Monday, January 1, 2018

Love's Struggle Throughout the Ages

I finally watched Intolerance off my DVR. It's available on DVD in several version, so I don't have a problem doing a full-length post on it.

Director D.W. Griffith made this one following Birth of a Nation, a film controversial for its depictions of black people and its perceived parise of the Ku Klux Klan, which was comparatively moribund until Birth of a Nation helped enable the renewed Klan of the 1920s. Griffith decided he was going to make a movie to answer his critics, and Intolerance is the result.

The structure of Intolerance involves parallel stories in four time periods, all showing how hate and a haughty spirit among those with power can lead to disastrous consequences. In chronological order, those four stories are set in the Babylonia of Prince Belshazzar; the Israel of Jesus; 16th century France, and the then present of 1916. The two middle stories should be well known to anybody who's studied history or grown up in a majority-Christian country.

As for the modern story, that's the most interesting part. It involves a bunch of women who decide to go on a moral crusade, calling themselves "uplifters". The leader of the "uplifters" is a spinster who guilts her brother into giving them the money for their actions. The brother owns a factory, and the money he spends causes the factory to become unprofitable, so he takes actions that lead to a strike and all the workers getting fired. The Girl (Mae Marsh) is the daughter of one of the workers who dies in the strike; she meets The Boy (Robert Harron) who after losing his job is forced into a life of crime. He gets sent to jail, she gets their child taken away from her, and so on and so on, leading up to a chase sequence to stop an execution.

I have to admit I was decidedly underwhelmed by Intolerance. The movie made it on the last AFI list of 100 greatest American movies released about a decade ago. I can't help but think, however, but that was largely a response to the previous AFI list back in 1999. Birth of a Nation was on that list, and frankly Birth of a Nation is a much better movie regardless of the political message it carries. But just as Griffith wanted to respond to his critics, I've always gotten the impression that Intolerance replaced Birth of a Nation on the AFI list because critics wanted to make a point about the terribleness of Birth of a Nation

What's the problem with Intolerance? There are a couple. Short shrift is given to two of the stories, the Jesus one and the Huguenot one. In general this would be a problem, but when you have a movie running over three hours you'd think they could come up with a narrative that gives enough time for all four stories. The bigger problem, however, is that the movie is didactic, and Griffith has no qualms about beating us over the head with his point about how horrible intolerance is. We get the point already. The melodramatic nature of the modern story is also a bit of a problem.
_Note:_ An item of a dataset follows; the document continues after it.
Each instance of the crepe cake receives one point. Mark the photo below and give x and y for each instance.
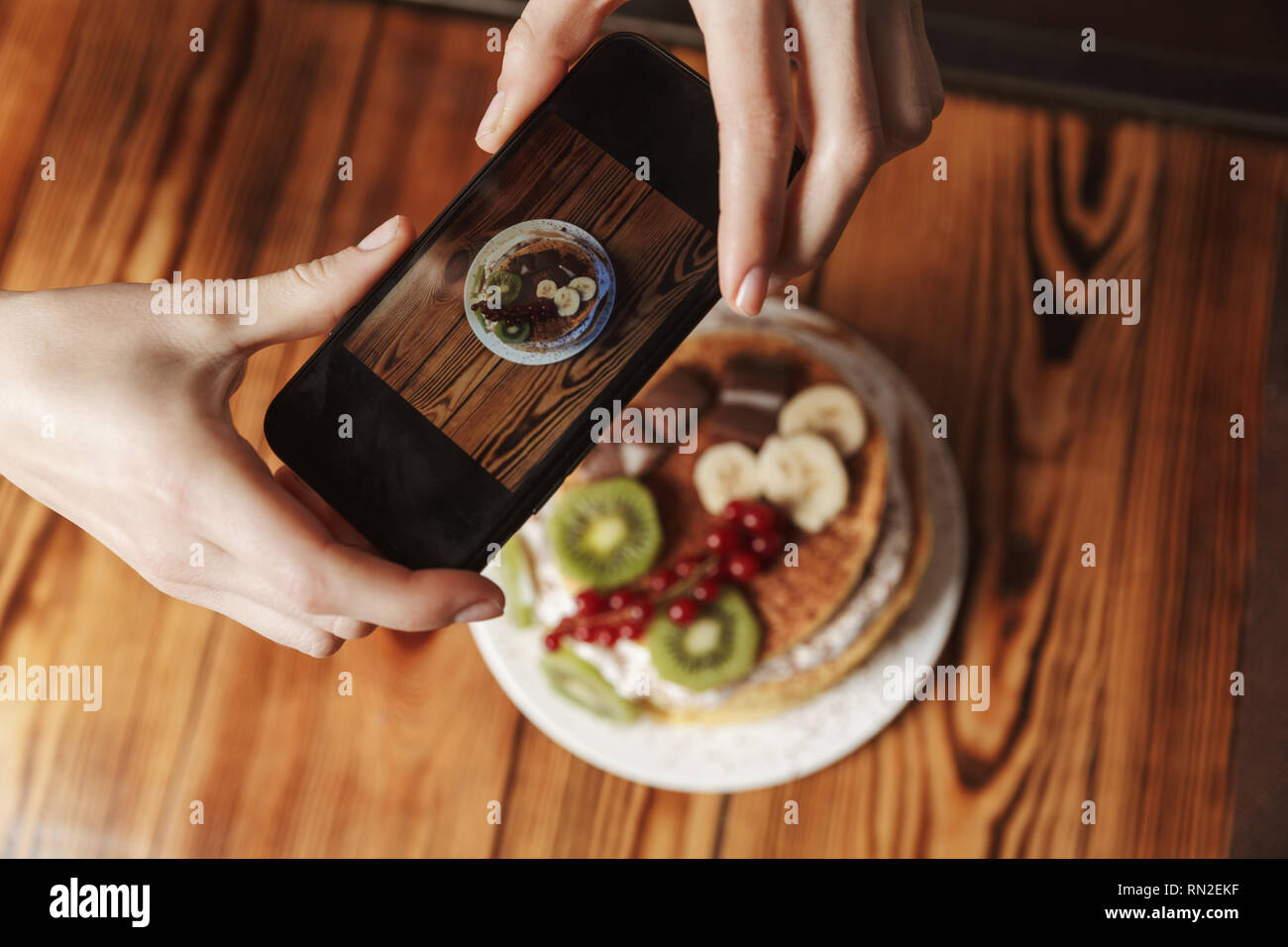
(791, 602)
(819, 617)
(844, 642)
Even with that, however, the movie probably would have worked better with just the modern story and the Babylonian story; I'm reminded of Noah's Ark which only had two stories as well. Or even more dramatically just make a standard and normal length movie about the present day story.
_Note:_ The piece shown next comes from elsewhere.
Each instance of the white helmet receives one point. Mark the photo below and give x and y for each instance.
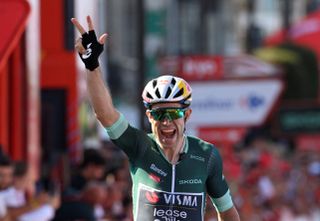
(167, 88)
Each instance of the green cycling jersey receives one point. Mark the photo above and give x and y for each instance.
(171, 192)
And yet there are good things about Intolerance, mostly in the Babylon sets. Those are spectacularly outsized, as befits a movie that was conceived as having an epic budget. You can imagine Cecil B. DeMille remembering this movie when he made the silent version of The Ten Commandments, and then thinking of it again when he made the sound version of The Ten Commandments that we all remember. The movie also has effective use of intercutting, especially in the climax. Griffith had learned this technique well from Birth of a Nation.

Would I recommend this movie? I think Intolerance is one of those movies that should be seen once, but that probably shouldn't stand as an all-time great.